Bozen im Blick

Bozen im Blick

Von 30. November bis 14. April 2007

Bozen im Blick eröffnet eine Reihe von Ausstellungen, die dem Aufbau des zukünftigen Stadtmuseums gewidmet sind - das Museumsprojekt ist im Eingangsbereich ausgestellt.

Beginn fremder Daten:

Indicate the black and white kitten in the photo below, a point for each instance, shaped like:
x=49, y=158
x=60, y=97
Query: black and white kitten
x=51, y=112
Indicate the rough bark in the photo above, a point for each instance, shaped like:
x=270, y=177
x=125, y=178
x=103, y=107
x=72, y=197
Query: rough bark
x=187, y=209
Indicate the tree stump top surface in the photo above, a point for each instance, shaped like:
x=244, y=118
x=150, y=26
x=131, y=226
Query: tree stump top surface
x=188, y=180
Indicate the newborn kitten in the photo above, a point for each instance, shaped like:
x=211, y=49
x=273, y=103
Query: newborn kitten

Sehr erfolgreich verläuft im Stadtmuseum die Fotoausstellung "Bozen im Blick", bei der neben historischen Fotografien aus 100 Jahren auch Arbeiten von Paul Thuile sowie der grandiose Real-Blick auf die Stadt vom Museumsturm aus zu sehen sind.

Die Ausstellung "100 Jahre Fotografie" entstand in Zusammenarbeit mit der Fototeca Nazionale in Rom; rund um einen besonderen Ausstellungsapparat angelegt, soll sie der Materialpräsentation suggestive Stärke verleihen.

Der abgedunkelte und schwarze Raum erinnert an die Dunkelkammer und an die Entwicklungstechniken. Im ersten Raum bildet der Boden mit dem Stadtplan eine unmittelbare Vebindung zwischen dem historischen Lichtbild und dem Bozen von heute, und der Besucher wird angeregt, seine Stadt in den ausgestellten Fotos wieder zu erkennen.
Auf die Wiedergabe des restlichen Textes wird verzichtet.